The ghosts of deficits past, present and future haunt this election

Is it impolite, at the very start of the election campaign, to talk about the budget deficit? Impolitic? It’s certainly unfashionable.

Budget night was so long ago. Neither Labor nor the Coalition want to bring up this old chestnut. You can understand why. Each have in turn declared their intention to return the budget to surplus and each have failed, at great political cost.

Yet we must talk about the budget deficit. Steel yourself. It would show great disrespect to the treasurers of our ancestors if we were not to briefly acknowledge the land on which they fought and died, at least before the election carnival marches forward. Anyway, the deficit will be the unspoken theme of the whole campaign – always there, never really acknowledged.

Treasurer Scott Morrison declared in the budget speech that the Government was on a “sustainable path” to surplus. This language has become such a cliché that it’s easy to miss how sad it is.

Last Tuesday’s budget declared that the deficit would be just 0.3 per cent of GDP by 2019-2020 – the last year of the forward estimates. Morrison’s predecessor Joe Hockey declared in May 2015 that the deficit would be almost exactly the same (0.4 per cent of GDP) a year earlier, by 2018-19. And in the 2014 budget Hockey argued we’d hit 0.2 per cent of GDP by 2017-18.

The clear reason for this sustained failure to return to surplus is Treasury’s long-standing belief that economic growth will – very, very, very soon – jump above 2 per cent per year. They’ve been predicting this growth leap for half a decade now. No doubt Wayne Swan was very impressed when he first saw growth forecasts with a three in front of them in Treasury’s 2010 outlook. But Morrison’s heart must have dropped when he saw the same numbers again – still just a few years away.

Yes, the budget has to have forecasts. And treasurers can only accept what Treasury’s models tell them. But waiting for a growth spurt that never seems to come is hardly a comforting economic plan.

I’ll admit to some schadenfreude. The deficit has been a major political issue for nearly a decade. Every commentator has refined their arguments on the topic over and over and over. Here’s the hissy fit I had in The Drum on the eve of the 2013 election, when Hockey changed his promise of a surplus to a promise to be “on track” for a surplus.

But in the latter half of the Labor government it was commonplace to hear that there was no need to rush back to surplus. Take this Australian Financial Review piece, or here in The Drum.

Neither party will want to spoil the fun by talking about their embarrassing deficit. But it will be there, uncomfortably shadowing every minute of the campaign.

Many analysts and interest groups warned that the economy either could not handle the necessary budget cuts, or that the surplus was an irrational obsession cultivated by Peter Costello fan fiction. The budget would balance itself in good time. No need to stress about it.

The argument for a single-minded return to surplus was never that the small deficit – yes, our deficit is relatively small as a percentage of GDP compared to many other rich economies – was causing immediate and direct harm to the economy. It was that unless there was pressure on the government to balance the books the government would never feel the need to do so.
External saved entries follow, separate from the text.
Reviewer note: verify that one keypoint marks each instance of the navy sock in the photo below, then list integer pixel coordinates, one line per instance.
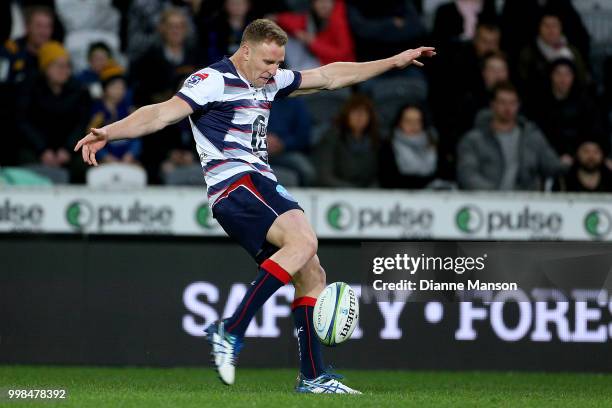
(311, 356)
(271, 277)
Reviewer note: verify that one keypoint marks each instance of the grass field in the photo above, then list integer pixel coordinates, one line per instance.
(191, 387)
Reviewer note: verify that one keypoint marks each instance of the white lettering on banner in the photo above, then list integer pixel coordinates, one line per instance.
(199, 308)
(391, 312)
(586, 315)
(234, 298)
(551, 307)
(468, 312)
(497, 315)
(588, 325)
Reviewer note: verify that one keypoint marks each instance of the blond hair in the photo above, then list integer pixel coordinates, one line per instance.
(263, 30)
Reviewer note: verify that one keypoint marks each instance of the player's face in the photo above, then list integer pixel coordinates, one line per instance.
(263, 61)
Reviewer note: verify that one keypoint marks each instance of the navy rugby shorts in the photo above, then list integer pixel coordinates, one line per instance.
(247, 209)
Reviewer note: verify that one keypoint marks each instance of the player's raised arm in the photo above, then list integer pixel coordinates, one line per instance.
(342, 74)
(143, 121)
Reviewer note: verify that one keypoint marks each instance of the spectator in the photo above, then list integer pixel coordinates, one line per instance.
(156, 77)
(21, 55)
(384, 27)
(566, 109)
(86, 22)
(221, 34)
(527, 15)
(143, 19)
(112, 107)
(456, 21)
(534, 60)
(288, 138)
(18, 64)
(318, 37)
(504, 151)
(459, 93)
(99, 56)
(409, 159)
(172, 61)
(348, 154)
(53, 110)
(493, 70)
(589, 172)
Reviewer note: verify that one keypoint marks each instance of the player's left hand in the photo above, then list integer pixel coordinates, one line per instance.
(409, 57)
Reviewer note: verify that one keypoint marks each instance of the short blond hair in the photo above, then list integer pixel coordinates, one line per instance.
(263, 30)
And a long-term budget deficit is harmful. Market economies are cyclical. It might not feel that way – growth is sad and sluggish – but it is very possible that these are the good times. When we face the next downturn the budget balance will plunge. It will plunge even deeper if the government of the day decides to stimulate the economy, believing Kevin Rudd’s program to have been a success.

A small deficit always threatens to be a large deficit. And a large deficit is costly, harms macroeconomic stability, and undermines economic confidence. It might not be much fun to cut spending during the good times, but, as Greece has shown, it’s far worse to be forced to cut spending during the bad times.

No doubt we are tired of talking about debt and deficits. Neither party will make it an issue during the campaign as neither party is confident it has a solution. Where tax increases are proposed – such as the tobacco excise hike – they are proposed in order to fund new promises, not pay back old ones.

And spending cuts? Not a chance. It appears that the government has locked in a permanently higher spending plateau. This year it is estimated the government will spend 25.8 per cent of GDP, just a fraction off the 26 per cent of GDP that Rudd spent on his extraordinary stimulus package. Under the Howard government this figure hovered around 23 and 25 per cent.

Elections are always full of spending promises – gifts of road upgrades and sports fields dropped into struggling marginal electorates. If the budget feels long ago now wait until we’ve had two months of pork barrelling. Neither party will want to spoil the fun by talking about their embarrassing deficit. But it will be there, uncomfortably shadowing every minute of the campaign.